Fazia pouco tivera notícia de que o tesouro maior seria poder dizer, com sinceridade: não quero estar em outro lugar, que não este, nem em outro tempo que não agora. E, afortunadamente, era essa a canção que seu coração entoava naquele instante. Aquietou-se, para ouvi-la. Era uma prece de gratidão.

Aí olhou para cima. E mais lhe surgiu. Ora, um pé de carambolas! Maduras… Parecia uma brincadeira invisível. O que pôde fazer, diante dela? Abriu-se mais, em graça. Disse “com licença”, e foi colhendo as frutas ao alcance da mão.

Sacola pesada, retornou à casa, sensivelmente alterada. Sentiu-se permeada de um jeito novo de olhar as coisas, que a inundava de paz.

Tão próspera, provida, competente, sentiu-se mãe, mulher, grávida, lactante, como se o mundo pudesse passar pelo seu corpo para que ela agraciasse seus semelhantes.
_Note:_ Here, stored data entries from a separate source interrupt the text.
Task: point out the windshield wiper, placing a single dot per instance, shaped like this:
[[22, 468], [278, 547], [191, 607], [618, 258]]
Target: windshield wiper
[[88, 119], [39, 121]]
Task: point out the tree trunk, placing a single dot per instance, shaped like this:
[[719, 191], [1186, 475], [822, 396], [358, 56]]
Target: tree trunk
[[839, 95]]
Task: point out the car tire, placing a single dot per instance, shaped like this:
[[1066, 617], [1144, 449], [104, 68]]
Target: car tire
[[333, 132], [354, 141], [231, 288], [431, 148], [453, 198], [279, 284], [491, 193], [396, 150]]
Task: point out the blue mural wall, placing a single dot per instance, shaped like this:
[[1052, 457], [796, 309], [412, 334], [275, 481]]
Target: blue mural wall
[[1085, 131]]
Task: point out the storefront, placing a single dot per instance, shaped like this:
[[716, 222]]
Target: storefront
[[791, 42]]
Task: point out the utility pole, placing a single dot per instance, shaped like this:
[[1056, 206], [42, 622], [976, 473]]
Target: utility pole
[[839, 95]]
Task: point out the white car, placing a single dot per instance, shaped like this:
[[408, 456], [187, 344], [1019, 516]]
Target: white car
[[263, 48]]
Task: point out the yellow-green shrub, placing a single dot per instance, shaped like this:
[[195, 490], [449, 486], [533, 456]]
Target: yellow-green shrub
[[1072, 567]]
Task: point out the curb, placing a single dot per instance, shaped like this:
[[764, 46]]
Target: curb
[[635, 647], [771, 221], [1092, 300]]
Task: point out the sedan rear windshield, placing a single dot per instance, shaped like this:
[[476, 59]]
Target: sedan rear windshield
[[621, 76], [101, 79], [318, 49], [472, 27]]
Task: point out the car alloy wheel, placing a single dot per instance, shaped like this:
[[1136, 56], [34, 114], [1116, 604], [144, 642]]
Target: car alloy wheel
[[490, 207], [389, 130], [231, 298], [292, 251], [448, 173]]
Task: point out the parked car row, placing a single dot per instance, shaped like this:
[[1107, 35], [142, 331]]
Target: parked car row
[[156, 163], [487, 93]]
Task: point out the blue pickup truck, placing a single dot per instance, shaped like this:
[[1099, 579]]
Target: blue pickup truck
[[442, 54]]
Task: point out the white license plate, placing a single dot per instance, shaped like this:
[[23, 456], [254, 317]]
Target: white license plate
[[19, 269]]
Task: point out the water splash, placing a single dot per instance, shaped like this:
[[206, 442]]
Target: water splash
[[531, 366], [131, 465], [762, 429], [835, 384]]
Foi humildemente poderosa que pisou na cozinha. Vestiu o avental como se fosse um paramento, e era. Porque ela, agora iniciada no amplo significado do ato de nutrir, sacramentava-o.

Enquanto o feijão cozinhava e a água do arroz escorria, lavou as folhas com afeto. Picou os temperos. Bateu os ovos. Tão plena, não quis nem cantar, que tanto lhe parecia combinar com o fazer comida. Queria respirar, sentir. Experimentava ser. Silenciosamente. Mas escapavam-lhe sorrisos. E louvores.

Fritou o alho, a cebola e a pimenta em pouco óleo. Jogou-os no feijão cozido, cujos grãos eram cápsulas de puro creme, e salgou. O sumo doce das carambolas virou refresco.

Trabalhou com a boa vontade que era sua e com o capricho que era de Deus. O que a guiava não era a pretensão, era a singela vontade de fazer bem feito e ofertar.

Serviu o almoço na varanda fresca. Honestamente: arroz, feijão, omelete, salada e suco.

Mas enxergava uma comida iluminada, a mais bonita que já tinha visto, ali nas panelas mesmo, colocada sobre a toalha de chitão, estampada de flores coloridas de alaranjado e azul-royal, como a sabedoria e o apurado senso estético do dono da casa, que sabe apreciar a riqueza cultural do nosso povo, lhe permitiram escolher. E o cheiro, como cheirava aquele almoço! Coisa mais luxuosa.

As crianças emergiram dos quintais. Os homens retornaram. Trouxeram bananas, que douraram a mesa.

Com o sol a pino, ali comeram, confraternizaram acompanhados dos cachorros, todos felizes naquela família de consanguíneos, agregados e simpatizantes, grandes e pequenos, filhos do norte e do sul, da floresta e da cidade, todos irmãos e amigos reunidos em torno do sagrado banquete.